Despite the overwhelming victory, and Ntshingwayo's competent command of the battle, the King was extremely displeased at the great number of Zulu casualties at Isandlwana. It will never be known how many casualties the Zulus suffered, but several hundred were killed and many more wounded. Modern historians suggest a total casualty figure of some 1,000 Zulus is not unreasonable. Two of Ntshingwayo's own sons who fought in the battle were badly wounded. Sishishili kaMnqandi, a royal favourite and an induna [isiZulu: "officer"] of the uKhandempemvu ibutho who the King had asked to report on the battle, placed the blame for the lack of the Zulu army's preparation and the resulting high death toll squarely at the door of Ntshingwayo. As a result, Ntshingwayo forfeited much of the public acclaim he was due for his great victory; yet the blame for the outcome is arguably King Cetshwayo's, since he gave conflicting orders to Ntshingwayo to not attack the British force until future negotiations had failed. In the event, the Zulu surprise was so complete that they had little choice but to engage the British where they found them on the field.

==Post-War period==
After King Cetshwayo's return to Zululand from captivity in Cape Town and England, many of his most loyal supporters gathered to greet him, including Ntshingwayo kaMahole. The King's return was divisive, causing a polarisation between the royalist (uSuthu) and anti-royalist factions. Many of his followers launched an attack on Prince Zibhebhu kaMaphitha of the Mandlakazi collateral Zulu royal family branch, who had oppressed Cetshwayo's followers during the King's absence. Zibhebhu was an iqawe [isiZulu: "renowned warrior", "hero"], a veteran of Isandlwana who led the Zulu reserve which accounted for many of the British casualties in the battle, and proved to be the most prominent Zulu general since Shaka. He lured the attacking uSuthu into a trap and defeated them in an ambush in the Msebe valley. In fear for his safety, the King called up his old amabutho, veterans of Isandlwana. Amongst them was Ntshingwayo. This was a flagrant violation of the British laws enforced in Zululand in the wake of the war and which firmly prohibited any raising of Zulu forces.

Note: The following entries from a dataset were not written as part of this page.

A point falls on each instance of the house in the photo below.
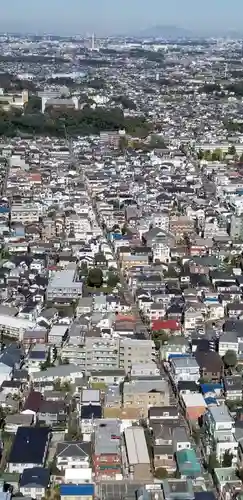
(178, 489)
(180, 439)
(107, 453)
(78, 475)
(145, 393)
(73, 455)
(169, 325)
(188, 464)
(194, 406)
(85, 306)
(34, 482)
(174, 345)
(235, 309)
(13, 422)
(194, 315)
(220, 428)
(184, 368)
(52, 412)
(233, 387)
(163, 415)
(32, 404)
(210, 364)
(137, 453)
(164, 457)
(77, 491)
(29, 449)
(228, 341)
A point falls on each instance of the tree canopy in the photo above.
(75, 122)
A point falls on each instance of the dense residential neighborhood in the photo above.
(121, 270)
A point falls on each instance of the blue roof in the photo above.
(29, 445)
(91, 411)
(36, 476)
(210, 401)
(77, 489)
(204, 495)
(178, 355)
(210, 387)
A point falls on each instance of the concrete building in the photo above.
(64, 285)
(143, 394)
(236, 228)
(30, 212)
(100, 353)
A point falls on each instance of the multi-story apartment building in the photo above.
(30, 212)
(134, 351)
(99, 353)
(142, 394)
(107, 451)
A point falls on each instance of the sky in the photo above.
(106, 17)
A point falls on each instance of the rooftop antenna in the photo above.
(226, 71)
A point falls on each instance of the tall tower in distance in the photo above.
(93, 42)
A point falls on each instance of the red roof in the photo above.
(35, 177)
(123, 317)
(165, 324)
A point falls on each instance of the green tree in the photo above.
(208, 155)
(227, 459)
(200, 154)
(232, 150)
(160, 337)
(230, 358)
(217, 155)
(161, 473)
(112, 280)
(95, 277)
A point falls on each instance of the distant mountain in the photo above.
(167, 32)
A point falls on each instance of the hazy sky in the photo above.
(118, 16)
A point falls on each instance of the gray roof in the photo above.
(143, 386)
(74, 449)
(104, 441)
(56, 372)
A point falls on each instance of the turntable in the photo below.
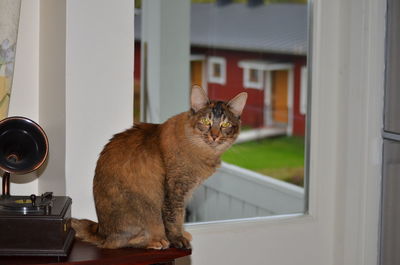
(34, 225)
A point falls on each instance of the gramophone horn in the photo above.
(23, 145)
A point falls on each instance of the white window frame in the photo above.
(216, 79)
(303, 90)
(247, 83)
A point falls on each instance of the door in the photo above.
(280, 96)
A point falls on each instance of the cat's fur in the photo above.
(145, 175)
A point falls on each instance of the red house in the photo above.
(264, 54)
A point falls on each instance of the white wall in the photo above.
(25, 91)
(99, 88)
(52, 92)
(73, 75)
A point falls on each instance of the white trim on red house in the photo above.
(269, 66)
(221, 79)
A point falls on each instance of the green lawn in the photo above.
(279, 157)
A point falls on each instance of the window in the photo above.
(344, 168)
(217, 70)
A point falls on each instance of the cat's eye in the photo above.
(206, 121)
(225, 124)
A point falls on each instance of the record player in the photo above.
(33, 225)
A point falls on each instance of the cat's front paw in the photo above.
(180, 242)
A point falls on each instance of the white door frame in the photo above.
(268, 120)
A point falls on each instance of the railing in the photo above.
(234, 192)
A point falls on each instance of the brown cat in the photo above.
(145, 175)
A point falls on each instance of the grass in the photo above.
(279, 157)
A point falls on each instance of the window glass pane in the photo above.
(264, 53)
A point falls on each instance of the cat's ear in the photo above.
(198, 98)
(236, 105)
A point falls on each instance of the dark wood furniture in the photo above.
(87, 254)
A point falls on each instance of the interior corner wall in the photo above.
(99, 89)
(52, 92)
(25, 90)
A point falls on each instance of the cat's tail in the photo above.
(86, 230)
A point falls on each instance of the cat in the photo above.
(145, 175)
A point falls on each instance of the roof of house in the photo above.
(274, 28)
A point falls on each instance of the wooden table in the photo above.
(87, 254)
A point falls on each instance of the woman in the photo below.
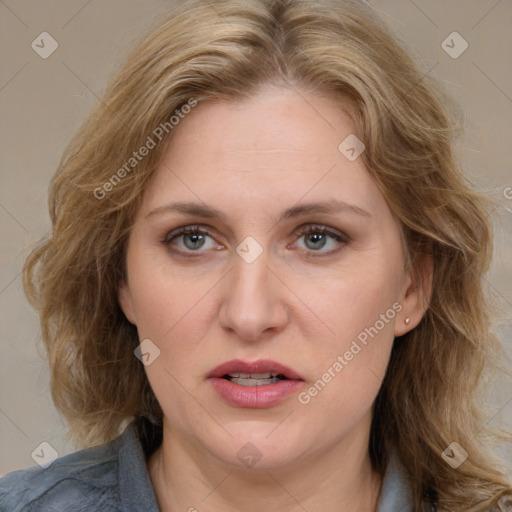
(264, 253)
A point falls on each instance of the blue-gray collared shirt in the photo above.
(114, 478)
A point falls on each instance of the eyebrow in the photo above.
(203, 210)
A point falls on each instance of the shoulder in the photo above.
(85, 480)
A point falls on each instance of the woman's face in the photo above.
(296, 268)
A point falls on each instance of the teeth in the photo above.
(250, 382)
(267, 375)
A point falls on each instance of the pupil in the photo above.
(194, 243)
(317, 236)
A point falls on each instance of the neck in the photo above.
(339, 480)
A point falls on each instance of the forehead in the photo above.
(267, 152)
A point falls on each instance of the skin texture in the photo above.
(294, 304)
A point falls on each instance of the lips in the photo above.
(260, 367)
(259, 384)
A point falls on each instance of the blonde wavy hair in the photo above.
(430, 395)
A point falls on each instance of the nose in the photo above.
(254, 301)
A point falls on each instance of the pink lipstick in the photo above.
(256, 385)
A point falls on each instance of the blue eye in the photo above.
(193, 238)
(316, 238)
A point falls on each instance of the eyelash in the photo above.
(304, 230)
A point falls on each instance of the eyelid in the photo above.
(307, 228)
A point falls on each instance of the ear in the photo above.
(124, 297)
(416, 294)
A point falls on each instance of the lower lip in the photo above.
(255, 397)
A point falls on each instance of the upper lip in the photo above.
(260, 366)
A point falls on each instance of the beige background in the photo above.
(43, 101)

On 21 July 1883, Zibhebhu launched a surprise attack on the royal homestead of King Cetshwayo at oNdini (near present day Ulundi) which was undergoing renovations at the time. Seasoned amabutho of Isandlwana met Zibhebhu in open battle, but they were soundly defeated. Hundreds were trapped in the homestead and slain, including Ntshingwayo's siblings Hayiyana and Makhoba. In the incident the king was himself wounded by a spear and fled the scene of the bloody coup. Ntshingwayo was one of the King's many senior induna who were run down and killed as they tried to escape, along with Ntshingwayo's childhood friend Godide Ndlela. oNdini was razed to the ground.

The great irony is that the victorious general of Isandlwana was himself killed by a fellow veteran of the battle. Today Ntshingwayo's role in the Battle of Isandlwana has been emphasized in South African historiography.